Three particles are confined in a 1-D harmonic oscillator potential. Determine the energy and the degeneracy of the ground state for the following three cases.

(a) The particles are identical bosons (say, spin 0).
(b) The particles are identical fermions (say, spin 1/2).
(c) The particles are distinguishable spin 1/2 particles but have the same mass (e.g. a proton and a neutron).

## The Attempt at a Solution

How does this sound...

(a) The energy levels for a single particle in a 1-D harmonic oscillator are given by

$$E_{n}=\hbar \omega (n+\frac{1}{2})$$

Since bosons can all occupy the same state, I presume they will. Therefore they will all be in the ground state with degeneracy 3. The energy will just be three times the ground state energy for one particle,

$$E_{gnd,tot}=3 \hbar \omega (0+\frac{1}{2}) = \frac{3}{2} \hbar \omega$$

(b) Because of the Pauli Exclusion Principle, more than one fermion cannot occupy the same state. Therefore, there will be two particles in the ground state (one spin-up, one spin-down), and one particle in the first excited state.

Hence, $E_{0}$ has degeneracy 2, and $E_{1}$ has degeneracy 1. The total energy will be,

$$E_{gnd,tot}=2 \hbar \omega (0+\frac{1}{2}) + \hbar \omega (1+\frac{1}{2}) = \frac{5}{2} \hbar \omega$$

(c) I have no idea.
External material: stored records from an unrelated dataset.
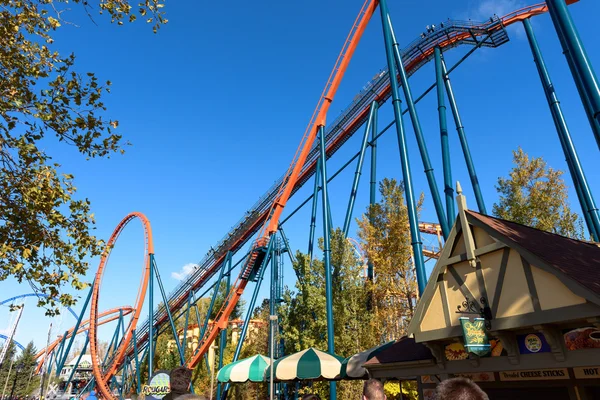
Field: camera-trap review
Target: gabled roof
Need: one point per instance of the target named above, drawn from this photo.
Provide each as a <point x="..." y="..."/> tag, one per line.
<point x="578" y="260"/>
<point x="404" y="350"/>
<point x="527" y="277"/>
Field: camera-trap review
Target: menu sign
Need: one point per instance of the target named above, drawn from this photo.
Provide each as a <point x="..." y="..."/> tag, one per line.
<point x="535" y="375"/>
<point x="587" y="372"/>
<point x="478" y="376"/>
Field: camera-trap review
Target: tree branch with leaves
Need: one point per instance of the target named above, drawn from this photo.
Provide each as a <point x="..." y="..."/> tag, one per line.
<point x="45" y="230"/>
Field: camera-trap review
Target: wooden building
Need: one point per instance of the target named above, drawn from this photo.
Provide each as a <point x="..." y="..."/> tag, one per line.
<point x="538" y="295"/>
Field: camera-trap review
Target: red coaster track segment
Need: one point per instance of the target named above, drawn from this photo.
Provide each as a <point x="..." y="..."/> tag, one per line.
<point x="102" y="378"/>
<point x="268" y="218"/>
<point x="114" y="314"/>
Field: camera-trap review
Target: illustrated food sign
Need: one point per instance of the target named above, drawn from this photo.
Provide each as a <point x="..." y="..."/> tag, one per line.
<point x="476" y="340"/>
<point x="159" y="387"/>
<point x="456" y="351"/>
<point x="532" y="343"/>
<point x="582" y="338"/>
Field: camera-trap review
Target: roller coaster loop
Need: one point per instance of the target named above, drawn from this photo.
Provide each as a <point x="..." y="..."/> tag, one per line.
<point x="102" y="377"/>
They behave like two bosons since they're distinguishable?

## Answers and Replies

Would you really say having three identical bosons in the ground state was threefold degenerate? I wouldn't. They are indistinguishable. Rethink your degeneracy numbers. For c) fermi exclusion only applies between identical particles. You have two of one type and one of the other.

Would you really say having three identical bosons in the ground state was threefold degenerate? I wouldn't. They are indistinguishable. Rethink your degeneracy numbers. For c) fermi exclusion only applies between identical particles. You have two of one type and one of the other.
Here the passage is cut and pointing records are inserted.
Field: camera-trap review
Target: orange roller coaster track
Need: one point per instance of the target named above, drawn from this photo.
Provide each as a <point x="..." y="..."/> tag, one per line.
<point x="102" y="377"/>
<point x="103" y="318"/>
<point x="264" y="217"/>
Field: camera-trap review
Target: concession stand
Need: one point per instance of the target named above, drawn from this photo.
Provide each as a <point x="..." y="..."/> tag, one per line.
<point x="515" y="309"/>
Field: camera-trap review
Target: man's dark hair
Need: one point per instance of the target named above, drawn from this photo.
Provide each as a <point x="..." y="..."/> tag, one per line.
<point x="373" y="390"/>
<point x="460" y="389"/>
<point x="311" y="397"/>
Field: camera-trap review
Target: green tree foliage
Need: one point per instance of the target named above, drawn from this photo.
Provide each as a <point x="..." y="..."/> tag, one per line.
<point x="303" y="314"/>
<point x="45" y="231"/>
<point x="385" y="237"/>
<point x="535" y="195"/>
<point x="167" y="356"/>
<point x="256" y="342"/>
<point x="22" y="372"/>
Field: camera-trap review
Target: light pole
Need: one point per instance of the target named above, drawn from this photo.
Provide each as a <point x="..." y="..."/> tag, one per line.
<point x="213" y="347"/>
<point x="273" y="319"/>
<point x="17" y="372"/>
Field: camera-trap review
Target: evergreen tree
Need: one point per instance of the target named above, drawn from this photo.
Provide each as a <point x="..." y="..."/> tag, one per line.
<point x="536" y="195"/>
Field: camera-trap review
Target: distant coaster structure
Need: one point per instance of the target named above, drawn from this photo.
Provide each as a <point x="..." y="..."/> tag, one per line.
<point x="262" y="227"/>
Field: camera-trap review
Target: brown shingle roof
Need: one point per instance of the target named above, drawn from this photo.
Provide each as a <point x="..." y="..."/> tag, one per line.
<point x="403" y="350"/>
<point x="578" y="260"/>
a.) Oh, I think I see. I was thinking of degeneracy wrong? It refers to the number of possible states with a particular energy, not the number of particles occupying a specific energy level, right? How would I go about determining the degeneracy of a system like this? (of course, I'll do the work - I'm just not sure what I'm supposed to do..)

c.) Well, presumably all three are distinguishable (say an electron, proton, and neutron). So I treat them as three noninteracting particles in a harmonic oscillator?
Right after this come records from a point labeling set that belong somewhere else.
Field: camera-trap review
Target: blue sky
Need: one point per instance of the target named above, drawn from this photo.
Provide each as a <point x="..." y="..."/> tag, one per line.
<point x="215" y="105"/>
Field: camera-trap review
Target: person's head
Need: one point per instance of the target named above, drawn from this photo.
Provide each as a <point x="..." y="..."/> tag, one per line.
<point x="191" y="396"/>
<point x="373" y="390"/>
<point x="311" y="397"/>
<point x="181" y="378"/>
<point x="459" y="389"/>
For a) I would say the degeneracy is 1. There's only one ground state possibility. For c), yes, I think all three distinguishable. How many different ground states (think spin)? Also rethink b).

So (a) is one since they will all be in the same state. But (c) will be $E_{0}$ has degeneracy 2, since they will each be in the ground state, but each can either be up or down (or since the Hamiltonian is just a superposition of the different individual particles Hamiltonians, is it (3!=6)?).

As for (b), I'm changing my answer to $E_{0}$ has degeneracy 2 and $E_{1}$ has degeneracy 2 (both can be occupied, and both have spin-up, spin-down options).

PS And thanks Dick! This is really instructive.

Think about b) again. You don't count degeneracies for each level and add them! You have to figure out how many different versions of the ground state there are. The E0 state will have two opposite spin fermions. There's only one way to do that! For c), I think you have the right picture but 3 particles with a choice of up/down does NOT give you 3! possibilities.

Wow, Logic Smogic, I had this same exact question on my final yesterday, the 13th. I wish I had seen this post beforehand. You don't happen to attend UPenn, do you? I think you'd make the ultimate study partner.